Мальчик отвернулся, хмыкнул и пробурчал.
— Конечно! Садовник-то ведь лучше.
— Что? — Влада не расслышала слишком тихих слов, только уловила насмешливые интонации. — Ты о чем?
— Да так. Ерунда. Пошли дальше.
Они прошагали мимо окна и оказались рядом с другой группой.

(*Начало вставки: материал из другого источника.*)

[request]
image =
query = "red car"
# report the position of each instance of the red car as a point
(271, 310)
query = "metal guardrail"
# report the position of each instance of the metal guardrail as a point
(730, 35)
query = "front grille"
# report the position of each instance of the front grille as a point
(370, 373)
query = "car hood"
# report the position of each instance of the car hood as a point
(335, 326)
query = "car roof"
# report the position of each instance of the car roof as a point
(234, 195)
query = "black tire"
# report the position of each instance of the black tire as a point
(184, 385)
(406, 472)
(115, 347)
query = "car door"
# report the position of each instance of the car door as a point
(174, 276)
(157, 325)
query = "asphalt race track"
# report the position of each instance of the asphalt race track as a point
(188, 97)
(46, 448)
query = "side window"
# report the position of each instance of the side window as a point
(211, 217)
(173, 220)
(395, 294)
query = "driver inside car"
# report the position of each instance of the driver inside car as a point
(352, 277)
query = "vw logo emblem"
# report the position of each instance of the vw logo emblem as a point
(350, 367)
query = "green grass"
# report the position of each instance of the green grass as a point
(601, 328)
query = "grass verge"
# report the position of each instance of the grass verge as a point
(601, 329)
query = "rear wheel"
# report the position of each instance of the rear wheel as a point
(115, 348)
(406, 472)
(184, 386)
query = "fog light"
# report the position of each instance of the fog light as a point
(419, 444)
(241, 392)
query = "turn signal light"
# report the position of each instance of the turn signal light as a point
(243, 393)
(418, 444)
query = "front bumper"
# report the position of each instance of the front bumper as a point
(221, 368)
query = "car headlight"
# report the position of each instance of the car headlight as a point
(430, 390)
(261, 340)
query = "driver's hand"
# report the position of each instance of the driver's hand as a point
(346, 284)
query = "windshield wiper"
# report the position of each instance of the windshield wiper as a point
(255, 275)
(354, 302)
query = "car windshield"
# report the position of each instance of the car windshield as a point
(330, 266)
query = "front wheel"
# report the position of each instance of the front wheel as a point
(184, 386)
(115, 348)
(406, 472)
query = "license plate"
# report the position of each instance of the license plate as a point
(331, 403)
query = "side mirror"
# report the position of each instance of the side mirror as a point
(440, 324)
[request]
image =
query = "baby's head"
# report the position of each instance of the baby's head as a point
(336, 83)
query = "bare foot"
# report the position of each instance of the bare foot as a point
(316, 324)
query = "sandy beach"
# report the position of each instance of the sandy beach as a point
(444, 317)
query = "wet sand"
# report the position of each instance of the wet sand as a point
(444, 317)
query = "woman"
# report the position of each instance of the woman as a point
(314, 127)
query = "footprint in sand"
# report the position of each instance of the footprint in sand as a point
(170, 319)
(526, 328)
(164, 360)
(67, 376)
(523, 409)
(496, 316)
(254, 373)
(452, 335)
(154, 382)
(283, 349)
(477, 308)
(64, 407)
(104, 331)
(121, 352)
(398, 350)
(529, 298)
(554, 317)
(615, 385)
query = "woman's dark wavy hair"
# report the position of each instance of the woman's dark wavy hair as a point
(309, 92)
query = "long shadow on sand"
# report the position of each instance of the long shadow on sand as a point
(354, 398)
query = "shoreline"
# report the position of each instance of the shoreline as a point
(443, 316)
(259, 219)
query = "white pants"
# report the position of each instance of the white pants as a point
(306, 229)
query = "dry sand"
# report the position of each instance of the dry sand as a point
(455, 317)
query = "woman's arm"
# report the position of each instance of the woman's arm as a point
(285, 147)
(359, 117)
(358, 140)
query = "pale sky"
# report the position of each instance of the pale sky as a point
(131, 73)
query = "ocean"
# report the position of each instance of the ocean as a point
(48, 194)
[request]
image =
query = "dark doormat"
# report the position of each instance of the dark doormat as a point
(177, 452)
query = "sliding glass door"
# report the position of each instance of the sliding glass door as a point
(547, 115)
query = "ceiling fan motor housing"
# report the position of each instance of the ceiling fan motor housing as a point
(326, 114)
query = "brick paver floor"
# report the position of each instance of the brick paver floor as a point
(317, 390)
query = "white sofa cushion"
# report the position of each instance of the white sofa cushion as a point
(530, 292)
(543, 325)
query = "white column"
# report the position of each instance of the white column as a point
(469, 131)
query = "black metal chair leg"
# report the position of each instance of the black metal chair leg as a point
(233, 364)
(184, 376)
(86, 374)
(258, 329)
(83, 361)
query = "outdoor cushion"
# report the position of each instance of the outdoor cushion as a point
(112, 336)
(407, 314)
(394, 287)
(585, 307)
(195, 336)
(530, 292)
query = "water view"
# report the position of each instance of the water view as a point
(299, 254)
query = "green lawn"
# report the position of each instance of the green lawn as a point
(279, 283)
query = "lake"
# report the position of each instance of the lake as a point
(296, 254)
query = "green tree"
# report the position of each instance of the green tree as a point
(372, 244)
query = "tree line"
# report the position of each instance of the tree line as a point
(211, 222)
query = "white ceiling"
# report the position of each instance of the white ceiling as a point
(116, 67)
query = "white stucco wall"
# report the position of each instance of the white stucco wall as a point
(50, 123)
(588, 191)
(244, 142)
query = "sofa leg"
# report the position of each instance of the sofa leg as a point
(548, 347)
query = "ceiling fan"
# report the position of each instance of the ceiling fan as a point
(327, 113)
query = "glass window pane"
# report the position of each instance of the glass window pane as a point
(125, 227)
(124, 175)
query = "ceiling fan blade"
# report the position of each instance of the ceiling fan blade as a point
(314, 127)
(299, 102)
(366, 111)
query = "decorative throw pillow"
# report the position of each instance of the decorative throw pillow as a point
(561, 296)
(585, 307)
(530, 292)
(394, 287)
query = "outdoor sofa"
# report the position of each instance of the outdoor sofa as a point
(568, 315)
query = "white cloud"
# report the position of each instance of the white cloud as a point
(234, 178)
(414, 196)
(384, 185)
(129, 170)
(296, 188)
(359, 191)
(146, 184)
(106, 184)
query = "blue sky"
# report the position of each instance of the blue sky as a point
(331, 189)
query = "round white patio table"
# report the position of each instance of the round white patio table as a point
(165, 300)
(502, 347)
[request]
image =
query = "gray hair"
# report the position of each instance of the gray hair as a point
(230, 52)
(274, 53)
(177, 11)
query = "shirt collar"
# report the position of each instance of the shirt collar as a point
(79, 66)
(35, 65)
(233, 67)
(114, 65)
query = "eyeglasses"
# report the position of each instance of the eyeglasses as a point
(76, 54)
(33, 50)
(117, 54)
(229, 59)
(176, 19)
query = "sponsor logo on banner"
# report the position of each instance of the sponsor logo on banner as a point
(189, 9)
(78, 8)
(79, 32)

— До 1884 года к венчанию представительниц императорской фамилии каждый раз изготавливали новую брачную корону. Затем ее разбирали, украшение возвращали к коронным бриллиантам. Но после свадьбы великого князя Сергея Александровича и Гессенской принцессы, в православии великой княгини Елизаветы Федоровны, корону разбирать не стали, и с 1884 по 1917 год она украшала головы всех невест российского императорского дома. На изготовление этой короны пошла часть нашивок «Бриллиантового борта» камзола и кафтана императора Павла I. А крест составили камни, снятые с эполета начала девятнадцатого века. Вот как о ней сказано в Описи предметов Бриллиантовой комнаты: «Венчальная императорская корона, украшенная девятью солитерами, из коих шесть больших в кресте и три малых на верхней части короны, и восьмьюдесятью гранитюрами, по четыре бриллианта в каждой».
Люди, затаив дыхания, внимали словам экскурсовода и восхищенно рассматривали украшение. И пускай бархат потемнел и поблек, прозрачные грани многочисленных бриллиантов по-прежнему ярко блестели, играли и светились, словно маленькие, холодные огоньки.
— А что такое «солитер»? — неожиданно прозвучал вопрос.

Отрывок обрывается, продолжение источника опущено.